When choosing a RAID structure or designing storage, I strongly recommend that you do not stay away. These processes directly affect database performance. The storage specialist in your organization cannot know your read and write rate or what application needs more IO. So you need to give him some parameters when requesting the disk. In order to provide these parameters, you must know the RAID structure and how storage works in the background. Consider these issues as far as a DBA needs to know.
Before reading this article, I would recommend you to read my articles named “The SAN Infrastructure That SQL Server Uses, and the Story of a Query” ve “How To Calculate IOPS and Throughput of Your Database Server Using Data Collector”
RAID(Redundant Array of Independent Disk Drives):
It is the technology that enables disks to work more efficiently and / or safer (against data loss). There are various types of RAID.
While performance is good at some RAID levels, it is more likely to lose data.
Some RAID levels are less likely to lose data while performance is worse.
At some RAID levels, both performance is high and data loss is less likely.
As the RAID level changes, the number of disks used will change. Naturally the cost will change.
Now let’s talk about the most common types of RAID.
It is very fast in terms of performance but it is more likely to lose data. Can be created with at least two disks. Data is split and written to the disks at the same time, and these split parts are read from different disks simultaneously.
It is not necessary to use an extra disk to create this structure. For example, for 2 TB of data, 1 TB of two disks will suffice. 2 TB data will be written to 2 disks with a size of 1 TB. Not used on Mission Critical systems. It can be used in systems where data loss is not important and performance is important. The following figure shows the structure of RAID 0.
It is slow in terms of performance but less likely to lose data. It can be created with at least two disks. Writes the data to 2 disks in copies. That’s why the cost of the disk is doubled.
It can be created with at least 4 disks. As its name implies, it is a mixture of RAID 0 and RAID 1. It is created by combining two RAID 1 groups into RAID 0. Disk cost is as in RAID 1. If the cost is not important, I recommend that you use this RAID structure for your databases. The following illustration shows how RAID 10 works.
It can be created with at least 3 disks. As with RAID 0, it spreads data evenly across disks. However, in case any of the disks fails, an algorithm called parity is written to the disks in order to restore the data in the corrupted disk in order to prevent data loss. In the picture below, you can see how data and parity in RAID 5 are written to disks.
If you configure RAID 5 using 3 disks, the system will be protected against 1 disk failure.
RAID 5 in terms of data security and performance:
In RAID 5, the read performance is very good and the write performance is poor. If you have a read rate of up to 80% in your system and your organization avoids disk cost, you can use RAID 5 for your databases.
RAID 6 is a bit more safer than RAID 5. Protected against loss of two disks. It can be created with at least 4 disks.
I usually prefer 6 + 2 or 8 + 2.
For example, if you create 3 + 2, it will divide the data into 3 and write 2 parity information as below.

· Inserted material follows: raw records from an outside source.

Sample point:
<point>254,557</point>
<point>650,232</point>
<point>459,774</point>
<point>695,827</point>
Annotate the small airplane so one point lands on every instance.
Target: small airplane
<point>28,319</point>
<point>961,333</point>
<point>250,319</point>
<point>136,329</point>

The write speed of RAID 6 is slower than RAID 5. But it is a more safe RAID level against data loss. When you create it as 8 + 2, it will also divide the data into 8 equal parts, which means it is good in terms of performance.
Considering the above RAID levels, you can decide which RAID structure you want for your application.
You should consider the IOPS that your applications need. I think it’s not necessary to double the cost unnecessarily by using the RAID 10 structure for an application with little write rate.
You can specify RAID levels according to the IOPS requirement of your applications.
There are pool concept. In some storage the name of this concept is domain. You can define multiple disk in the same pool and then define drives to use from this pool on the server. You can create a pool by combining different types of disks. For example, you can create a pool by combining 10 SSDs, 20 SASs and 50 NearLine disks. As the number of disks increases, IOPS will increase.
By defining different pools for different applications, you can isolate application’s IO from others. Of course, it would be unreasonable to define different pools for all applications. If you define a different pool for each application, you will unnecessarily allocate IO capacity for unused applications.
For example, suppose we put 10 SSDs and 20 SAS disks in a pool. Every drive we define from this pool will share the amount of IOPS that these 30 disks can provide. If we create such a special pool for a database that is big and unused, the amount of IOPS of this pool will be wasted.
Pools should be created considering the IOPS requirement of applications. I recommend you read my article “How To Calculate IOPS and Throughput of Your Database Server Using Data Collector“.
Tiering: With Tiering, the most widely used spaces can be automatically transferred to the SSD and the less-used spaces can be transferred online and automatically to SAS or Nearline drives.
If your storage supports tiering, it will make your work very easy. Tiering collects statistics about the data access density and then moves the data in the background between the SSD-SAS-NEARLINE layers using these statistics.
You can determine in which timeframes you will collect statistics, and in which timeframes you will transfer the data between these layers. You can set a schedule to collect statistics during working hours and online transfer between the SSD-SAS-NEARLINE layers at night.